第33話 いただきます

 今日の弁当の中身は、コロッケ、ほうれん草とチーズの卵焼き、きんぴら、ブロッコリーの和え物にトマト。麦ごはんにはのりたまのふりかけ。先輩のために作った健康的メニューだ。


 先輩が最初に箸をつけたのは卵焼き。半分に割ったあと、ぱくりと口に放り込む。

 数回咀嚼そしゃくしたあと、くわっと目を開けた。ごくんと飲み込んだあと、俺に向かって憤然と抗議する。


「卵焼きにチーズは反則でしょ! おいしすぎる! 卑怯!」

「じゃあ、もう二度と入れませーん」


 おどけた調子で返すと、先輩はむっとくちびるを尖らせた。それから、俺に軽く肩パンする。ああ、なんという甘い暴力。クセになりそう。


 次いで、先輩はきんぴらを食べ始めた。口元から、シャクシャクと根菜を噛み潰す音が聞こえてくる。嚙みながら箸を動かして、麦飯も口に含んだ。


「甘辛くてご飯に合うね! ん、てゆーか、なんかお米の食感が……」

「プチプチっとしたのは、押し麦の食感ですよ。苦手ですか?」

「ううん、ぜんぜん大丈夫。噛み応えがあっていいね」


 と、先輩は満足そうに笑った……かと思いきや、再び仏頂面で不満を漏らす。


「でも、コロッケにきんぴら……ご飯のお供になるおかずが多すぎるよー! ふりかけだって味わいたいのに、ご飯が足りなくなっちゃう~」


 それは文句ではなく、喜びの裏返しだろう。おいしいものばかりで困っちゃう、と言いたいんだと思う。


「先輩が気にいったものはまた作ってきますから」

「そんなこと言われても……全部気にいった……」


 しょぼくれたような物言いは、とてもかわいかった。ああ、なんてメシの作り甲斐があるひとだろう。ずーっとずーっと、このひとのために料理を作りたい。


 俺はぽやぽやした気分になりながら、自分の弁当をつまむ。隣では相変わらず、先輩が歓声をあげている。


「んんぅ! このブロッコリー、和風かと思ったらマヨネーズの味がする!」

「マヨおかかえです」

「へぇ、マヨネーズとおかかと醤油って合うんだねー!」


 感心しながら、先輩はあっという間にブロッコリーを平らげてしまった。それから、『しまった!』と言わんばかりに口元を押さえる。一気に食べきってしまったことへの後悔だろう。

 俺が、「また作ってきますから」と念を押すと、照れたようにえへへと笑う。そしてコロッケへ箸を伸ばした。


「やっぱりゴウくんのコロッケってすごくおいしい! 噛めば噛むほどおいしさが染み出してくる。飲み込んだあとは、コーンと玉ねぎの優しい甘さが口に残って、すごく幸せな気分になるよ」


 こんな感じで、先輩はひたすら饒舌じょうぜつだった。一口食べては感想を言ってくれる。

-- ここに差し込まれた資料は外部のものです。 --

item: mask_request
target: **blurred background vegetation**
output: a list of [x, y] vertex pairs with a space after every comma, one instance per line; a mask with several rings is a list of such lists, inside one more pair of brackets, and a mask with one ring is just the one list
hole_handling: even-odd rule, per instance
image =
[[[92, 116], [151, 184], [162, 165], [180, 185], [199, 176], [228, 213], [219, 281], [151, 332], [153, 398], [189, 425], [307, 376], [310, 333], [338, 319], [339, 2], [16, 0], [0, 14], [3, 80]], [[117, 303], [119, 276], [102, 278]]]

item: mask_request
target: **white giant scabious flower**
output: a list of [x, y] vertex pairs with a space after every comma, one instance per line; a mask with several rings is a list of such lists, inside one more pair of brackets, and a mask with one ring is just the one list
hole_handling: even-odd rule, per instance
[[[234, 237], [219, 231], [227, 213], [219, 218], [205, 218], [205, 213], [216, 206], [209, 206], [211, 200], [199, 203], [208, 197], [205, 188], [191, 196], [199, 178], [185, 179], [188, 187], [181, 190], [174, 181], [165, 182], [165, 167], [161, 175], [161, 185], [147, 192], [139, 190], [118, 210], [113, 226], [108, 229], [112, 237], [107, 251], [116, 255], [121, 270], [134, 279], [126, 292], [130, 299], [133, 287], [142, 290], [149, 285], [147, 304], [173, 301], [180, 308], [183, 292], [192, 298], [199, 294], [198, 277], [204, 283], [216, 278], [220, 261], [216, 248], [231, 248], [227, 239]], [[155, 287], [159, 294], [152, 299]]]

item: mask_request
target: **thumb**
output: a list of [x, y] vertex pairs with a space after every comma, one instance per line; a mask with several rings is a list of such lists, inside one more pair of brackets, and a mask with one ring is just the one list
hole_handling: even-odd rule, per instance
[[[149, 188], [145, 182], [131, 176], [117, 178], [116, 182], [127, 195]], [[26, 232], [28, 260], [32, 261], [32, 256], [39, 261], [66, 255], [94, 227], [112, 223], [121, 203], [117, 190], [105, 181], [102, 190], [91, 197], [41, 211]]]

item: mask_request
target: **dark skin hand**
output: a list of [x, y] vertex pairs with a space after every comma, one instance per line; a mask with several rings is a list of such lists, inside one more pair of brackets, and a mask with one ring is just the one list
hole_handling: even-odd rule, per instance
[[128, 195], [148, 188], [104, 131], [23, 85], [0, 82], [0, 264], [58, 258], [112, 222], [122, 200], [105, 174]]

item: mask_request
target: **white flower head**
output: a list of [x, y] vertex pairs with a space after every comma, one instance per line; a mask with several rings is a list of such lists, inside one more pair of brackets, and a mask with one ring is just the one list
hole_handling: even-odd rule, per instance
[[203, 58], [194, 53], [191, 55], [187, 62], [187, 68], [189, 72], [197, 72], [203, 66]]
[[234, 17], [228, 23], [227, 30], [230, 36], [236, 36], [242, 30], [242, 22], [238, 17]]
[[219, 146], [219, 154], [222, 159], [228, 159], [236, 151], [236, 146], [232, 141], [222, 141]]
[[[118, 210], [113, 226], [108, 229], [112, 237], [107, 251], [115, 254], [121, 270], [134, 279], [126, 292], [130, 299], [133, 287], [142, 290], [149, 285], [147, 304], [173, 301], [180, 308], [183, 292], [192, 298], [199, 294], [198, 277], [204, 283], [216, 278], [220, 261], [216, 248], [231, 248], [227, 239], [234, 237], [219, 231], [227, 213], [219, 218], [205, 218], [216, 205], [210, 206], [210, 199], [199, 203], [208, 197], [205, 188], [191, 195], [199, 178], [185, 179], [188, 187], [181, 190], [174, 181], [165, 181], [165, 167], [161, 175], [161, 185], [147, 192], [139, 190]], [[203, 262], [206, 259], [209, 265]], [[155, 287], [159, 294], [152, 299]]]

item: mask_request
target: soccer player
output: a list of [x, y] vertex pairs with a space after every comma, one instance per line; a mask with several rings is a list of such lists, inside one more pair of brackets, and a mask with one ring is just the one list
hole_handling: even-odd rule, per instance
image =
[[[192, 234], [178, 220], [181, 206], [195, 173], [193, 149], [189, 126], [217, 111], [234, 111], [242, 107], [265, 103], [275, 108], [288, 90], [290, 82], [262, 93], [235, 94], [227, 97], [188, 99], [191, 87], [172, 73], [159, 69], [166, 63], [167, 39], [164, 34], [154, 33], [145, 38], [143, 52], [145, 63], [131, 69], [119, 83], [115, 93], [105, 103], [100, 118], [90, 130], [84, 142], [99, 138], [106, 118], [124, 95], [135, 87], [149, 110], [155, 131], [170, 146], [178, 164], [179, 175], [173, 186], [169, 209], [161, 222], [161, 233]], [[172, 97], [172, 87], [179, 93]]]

 それは、喜びでテンションが高くなっている証拠。その明るい声は、俺にとって至高のBGM。耳から入って、心をじんわり温める。


 けれど、食べ終える前に予鈴が鳴ってしまう。電子音を聞いた瞬間の先輩の顔ときたら、死刑判決を下された罪人のようだった。俺は残りのおかずを慌ててかき込んで完食だけど、先輩の弁当箱には数品残っている。


「ゴウくん、わたしギリギリまで食べて行くね」

「わかりました。えっと……お弁当箱はどうしましょう」


 俺が持ち帰らないと、明日の弁当が詰められない。けど、三年の教室まで取りに行くのはちょっとハードルが高いぞ。

 先輩はうーんと考え込んだあと、


「また放課後、ここに取りに来てもらっていい?」


 と申し訳なさそうに言う。

 昼休みに生徒会活動をしている姿は見たことがないけれど、放課後にいろいろやっているのかもしれない。そんなところにお邪魔するのは気が引けるけれど、三年エリアに行くよりはマシか。


 俺は「わかりました」と答えて、生徒会室をあとにした。

 もちろん、喜びの余韻に浸りつつ。